As mentioned previously, NEDA3 does not capture subtle inflammatory and neurodegenerative processes that underlie disability progression. NEDA4 has already been proposed but remains limited to research until imaging metrics for brain atrophy becomes widely available [56]. Other surrogates have been proposed, but more studies are needed to define cut-offs and validate the metrics. These include neuropsychiatric measures, evoked potentials, optical coherence tomography (OCT), laboratory testing, and advanced radiographic tests.
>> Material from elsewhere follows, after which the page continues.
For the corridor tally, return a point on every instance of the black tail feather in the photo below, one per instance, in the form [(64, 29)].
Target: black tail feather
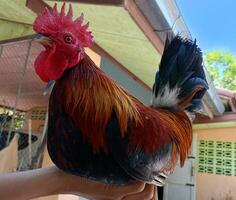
[(181, 71)]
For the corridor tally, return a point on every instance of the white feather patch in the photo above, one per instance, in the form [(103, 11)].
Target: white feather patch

The easiest improvements would be those that can be implemented in routine clinical care, which can improve wide adoption of NEDA as a treatment target. The Multiple Sclerosis Functional Composite (MSFC) score, formal neuropsychiatric testing, or self-administered questionnaires are potential candidates. First, MSFC components of the timed 25-foot walk, the 9-hole peg test, and the paced auditory serial addition test can be easily implemented in the clinic by trained intake staff [57, 58] The MSFC metrics have been demonstrated to be associated with disability [59], which has led to a proposed addition to NEDA [60]. Implementing neuropsychiatric testing in clinical practice can address the problem of under-recognition of cognitive dysfunction, which is associated with radiographic measures of atrophy and physical disability [61, 62]. Several self-administered questionnaires like MS Neuropsychological Screening Questionnaire or the Multiple Sclerosis Impact Scale are shorter screening methods [59, 63] that can be utilized and may be completed by the patient prior to the appointment at home or while waiting in the office.
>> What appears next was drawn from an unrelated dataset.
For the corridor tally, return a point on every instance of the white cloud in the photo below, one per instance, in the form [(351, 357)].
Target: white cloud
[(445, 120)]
Other potential additions to NEDA would be evoked potentials, OCT, laboratory biomarkers, and advanced MRI metrics. One study showed that a combination of evoked potentials can predict disability at 6 years [64]. OCT can reliably examine and quantifiably measure the thickness of the retinal nerve fiber layers. The rate of atrophy of ganglion cell plus inner plexiform layer has been shown to correlate with whole brain and gray matter atrophy [65,66,67]. The retinal nerve fiber layer measurement has also been shown to be associated with disability and walking speed [67,68,69]. Overall, OCT may provide another method of detecting subtle subclinical changes in MS. The most promising laboratory biomarkers are the light subunit of neurofilaments and antimyelin oligodendrocyte glycoprotein, which correlate to axonal damage and predict a more aggressive course that could suggest the need for more efficacious therapeutic strategies [70]. Advanced MRI metrics to detect changes in normal-appearing white matter that may be correlated to disability have also been proposed but are not yet validated for NEDA use.
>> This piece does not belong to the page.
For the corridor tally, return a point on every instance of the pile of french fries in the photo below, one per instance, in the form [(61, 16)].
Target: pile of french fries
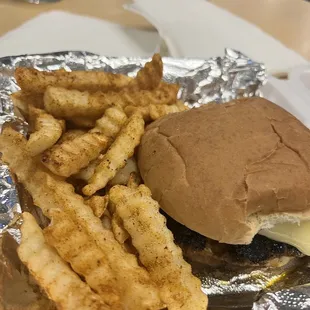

Of the above discussed metrics, adding OCT and/or neuropsychiatric testing to NEDA3 as a treatment goal are the most practical, and may improve measurement of disability progression. Some MS centers are already incorporating these metrics in routine clinical care, which can provide future insight on the utility of these metrics as a treatment target.

Conclusions

At this time, there are 15 approved treatments for MS. The therapies have varying levels of efficacy and safety. There is not yet consensus on the best treatment strategy or treatment target. The modified Rio score is easy to implement and does not require special training but allows disease activity during the optimal treatment window, and therefore misses the opportunity to prevent disability progression. NEDA3 is becoming increasingly favored as more highly efficacious therapies become approved. The more recent therapies used NEDA as a target in the pivotal trials which can allow for better comparisons of treatment efficacy. However, NEDA3 is harder to implement in routine clinical practice. More studies are required to optimize NEDA elements. The potential metrics that can be more readily implemented included neuropsychiatric testing, OCT and brain atrophy, but as these are not widely available, remain restricted to specialized MS centers or research. As more tools are being developed to measure disease and disability, the focus should be on how to incorporate new metrics into NEDA so that as a treatment target it can be widely adopted, guide treatment decisions and optimize treatment windows, and can truly achieve the primary goal of disability prevention in MS care.